Old good PHP code that never throws any exceptions and uses return false we can, or even we must call unsafe because application can do actions, that we dont expect if we follow that procedure style (small scrips - ok, big enterprise - no).
So we follow the way where any function could throw the exception, but using those functions in production code without try/catch those exceptions is very un-friendly for users. Its ok for developers. Not for users.
So i see there two possible cases:
- you get unexpected exception, like typeError or something - that you must put to log and fix as fast as you can
- you write own function over existing to prevent propagation of the exception because maybe
string is empty=you cannot create email object from empty string. Maybe, correct way is to evade that case, but actually i prefer to create own types with own checks and evade to write code like:
$value = $this->to_string()->check_non_empty_string()->try_to_create_email()->check_email_is_fake();
i prefer create own function and call it like (because its short and readable):
$emailNonFake = $this->type_email_non_fake($value);
So exceptions in this case may appear billion times a day. Because functions to check email throw logic exceptions if regex pattern fails or this stuff. But type_ function over that parser will catch all the exceptions, resolve it, making value NULL or return boolean false.

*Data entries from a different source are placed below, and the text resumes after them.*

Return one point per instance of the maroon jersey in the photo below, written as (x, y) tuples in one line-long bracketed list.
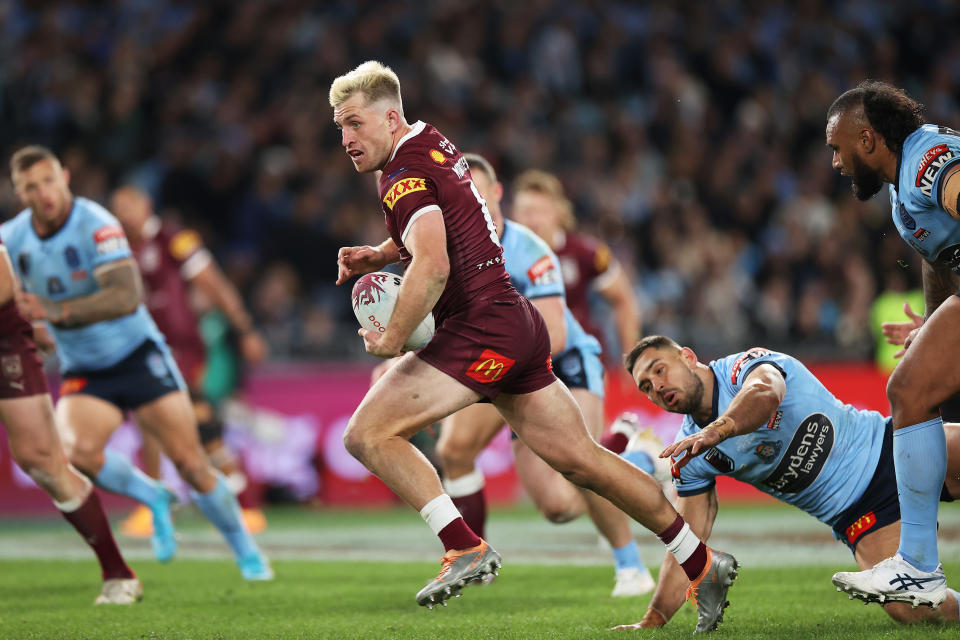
[(169, 257), (427, 173), (584, 261), (21, 373)]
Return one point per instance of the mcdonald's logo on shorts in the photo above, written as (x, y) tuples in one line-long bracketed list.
[(72, 385), (863, 524), (490, 366)]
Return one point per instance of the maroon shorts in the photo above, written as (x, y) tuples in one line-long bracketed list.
[(493, 347), (21, 373)]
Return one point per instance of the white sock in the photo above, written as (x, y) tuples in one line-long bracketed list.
[(955, 595), (464, 485), (439, 512), (71, 505), (683, 546)]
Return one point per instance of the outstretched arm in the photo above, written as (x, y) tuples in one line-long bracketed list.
[(120, 292), (699, 512), (753, 406)]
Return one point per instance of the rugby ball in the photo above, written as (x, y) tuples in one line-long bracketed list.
[(374, 296)]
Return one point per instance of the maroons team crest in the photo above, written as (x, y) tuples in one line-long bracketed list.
[(370, 290)]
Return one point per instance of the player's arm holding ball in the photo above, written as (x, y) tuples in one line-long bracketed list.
[(356, 261), (120, 291), (423, 282)]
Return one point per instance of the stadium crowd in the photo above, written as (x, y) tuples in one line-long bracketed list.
[(689, 136)]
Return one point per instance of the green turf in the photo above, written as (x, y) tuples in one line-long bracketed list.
[(205, 599)]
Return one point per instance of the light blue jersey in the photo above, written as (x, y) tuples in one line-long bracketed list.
[(61, 267), (816, 452), (915, 199), (535, 272)]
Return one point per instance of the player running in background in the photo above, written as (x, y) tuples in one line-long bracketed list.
[(877, 134), (490, 343), (27, 413), (76, 267), (763, 418), (588, 265), (171, 261), (535, 272)]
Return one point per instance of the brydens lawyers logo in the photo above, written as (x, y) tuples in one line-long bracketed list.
[(490, 366), (401, 188), (863, 524)]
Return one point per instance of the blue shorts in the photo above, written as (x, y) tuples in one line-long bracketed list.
[(143, 376), (879, 504), (580, 369)]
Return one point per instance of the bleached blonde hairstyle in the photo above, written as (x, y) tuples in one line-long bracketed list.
[(547, 184), (373, 79)]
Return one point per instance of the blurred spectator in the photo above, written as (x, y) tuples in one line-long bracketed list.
[(689, 136)]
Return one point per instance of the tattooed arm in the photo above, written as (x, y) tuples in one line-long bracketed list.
[(120, 292), (939, 283)]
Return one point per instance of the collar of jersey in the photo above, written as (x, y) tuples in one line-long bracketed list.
[(416, 130)]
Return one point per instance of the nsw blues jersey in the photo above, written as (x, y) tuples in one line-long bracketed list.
[(535, 272), (816, 452), (917, 211), (60, 267)]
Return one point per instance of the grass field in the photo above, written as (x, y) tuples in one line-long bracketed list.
[(354, 575)]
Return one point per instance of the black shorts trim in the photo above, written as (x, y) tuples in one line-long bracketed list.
[(148, 373), (879, 505)]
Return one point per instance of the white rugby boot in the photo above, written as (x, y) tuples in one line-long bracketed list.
[(120, 591), (894, 580)]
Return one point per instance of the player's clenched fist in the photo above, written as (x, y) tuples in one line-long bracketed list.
[(355, 261)]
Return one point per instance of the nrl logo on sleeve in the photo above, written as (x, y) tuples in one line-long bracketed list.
[(542, 272), (109, 239), (401, 188), (930, 163), (751, 354)]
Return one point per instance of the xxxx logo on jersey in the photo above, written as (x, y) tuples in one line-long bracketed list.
[(401, 188)]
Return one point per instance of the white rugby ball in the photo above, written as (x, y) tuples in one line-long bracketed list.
[(374, 296)]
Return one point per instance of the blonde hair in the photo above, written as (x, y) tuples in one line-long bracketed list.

Otherwise i have to write one function WITH exceptions, other function WITHOUT exceptions, just because first one is slower than second one in case of errors. Or maybe even three functions (three - with \TypeErrors to control level of the warning or something). In any case - its spending time for developer needs, not for task needs.
So much of exceptions is disappear at runtime and never become log file or debug tool.
At first, it feels like store generator with backtrace is a bad idea, but exception, that is become to log or never become to log - will be destroyed in microseconds. TTL of exception classes = time to stop application, or time to resolve catch clause. And we need trace only if we print it. When we catch exception immediate - we dont even need to know where this error appear. Of course - we can dump exception object and then generator must return whole path. But if we DONT ASK - we DONT NEED.
Could you improve performance after reading this?